Last time we met, I was in the throes of the Big Fabric Stash Weed-through of 2006. Alternately anguished over unending decision-making and exhilarated by the shelf space materializing before my eyes, I managed to stick with it for couple of days and then, as is my wretched habit, drifted away before the job was completed. Ann's binge purge post today whipped me into shape and this afternoon I dove into the dreaded Rubbermaid containers lurking in the closet. Not much creatin' going on here this week. Beside space, that is. So, what to post? Lolly to the rescue!
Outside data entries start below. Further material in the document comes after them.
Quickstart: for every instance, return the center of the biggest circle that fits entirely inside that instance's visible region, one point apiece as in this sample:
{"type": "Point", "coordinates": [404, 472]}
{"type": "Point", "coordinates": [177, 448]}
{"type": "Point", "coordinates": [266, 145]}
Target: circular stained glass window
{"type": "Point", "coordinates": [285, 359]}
This week, Lolly wrote a great post about the memories we knit into our projects. Not memories of our projects, but memories of what was happening concurrent with their making. I don't know what causes some items to hold such distinct memories while others I'll see in old photos and have no recollection of at all, but when Lolly asked 'What are some of your knitting memories?', this little blue sweater immediately came to mind.
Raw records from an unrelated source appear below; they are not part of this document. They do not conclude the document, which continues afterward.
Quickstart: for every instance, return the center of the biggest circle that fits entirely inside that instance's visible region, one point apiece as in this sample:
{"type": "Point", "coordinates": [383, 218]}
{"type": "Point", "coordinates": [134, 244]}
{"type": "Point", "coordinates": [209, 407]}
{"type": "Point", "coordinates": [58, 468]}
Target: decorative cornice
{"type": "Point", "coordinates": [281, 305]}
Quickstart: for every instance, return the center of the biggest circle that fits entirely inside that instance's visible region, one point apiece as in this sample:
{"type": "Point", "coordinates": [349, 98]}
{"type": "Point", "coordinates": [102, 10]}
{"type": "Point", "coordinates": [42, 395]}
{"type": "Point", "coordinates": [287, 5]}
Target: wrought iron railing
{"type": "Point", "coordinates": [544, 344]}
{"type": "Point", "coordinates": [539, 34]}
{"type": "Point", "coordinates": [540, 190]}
Of course, it's a Barbie sweater. Didn't we all learn to sew by making doll's clothes? Apparently, some of us learned to knit that way, too, and to my best recollection (which we've already established may be a little shaky,) it was my first finished project. Not bad, eh? Raglan sleeves, a turtle neck collar. Pretty ambitious for a nine year old, if I do say so myself (sleeve lengths aside.) I made it in April, 1963 and the memory of it is seared in my mind because I was knitting it the week of the Thresher accident.
We lived in Maine at the time and many men in our town worked at the Bath Ironworks. Mr. D. lived 4 or 5 houses away and his wife was in my mother's knitting group. They had three kids, not my age but part of the pack of neighborhood kids who could be assembled on a few minutes notice for an after-supper game of Red Light or Red Rover. Mr. D. was a quiet, friendly type of 50's dad, the kind who would always smile and wave if he was mowing the lawn when you sped by on your bike. He worked at the shipyard in the submarine division and thus was part of the team that would go on test runs upon the completion of a new sub. He wasn't scheduled for that run, but had traded assignments with a coworker who needed the week off. No 24/7 cable news then, just special reports on the radio and in the evening, Walter and Chet & David sternly reading updates from a black & white TV screen. It was a riveting national story for many days during the search and investigation. Very memorable. Very sad. Just as the rest of the year would be.
Barbie ended up with quite the wardrobe. She still has a few of her cherished *official* ensembles, hoped and wished for as we pored over the tiny booklet that came when she arrived. We loved those little catalogs! Mostly, though, her outfits were handmade. A mohair coat set knitted by an aunt, ballgowns sewn by my mother and many outfits that still show the tentative machine stitching of a fledgling seamstress.
I still have all of the original patterns. Sheesh. Which suggests why I should probably be up in that sewing room whittling down the accumulation instead of sitting here, reminiscing.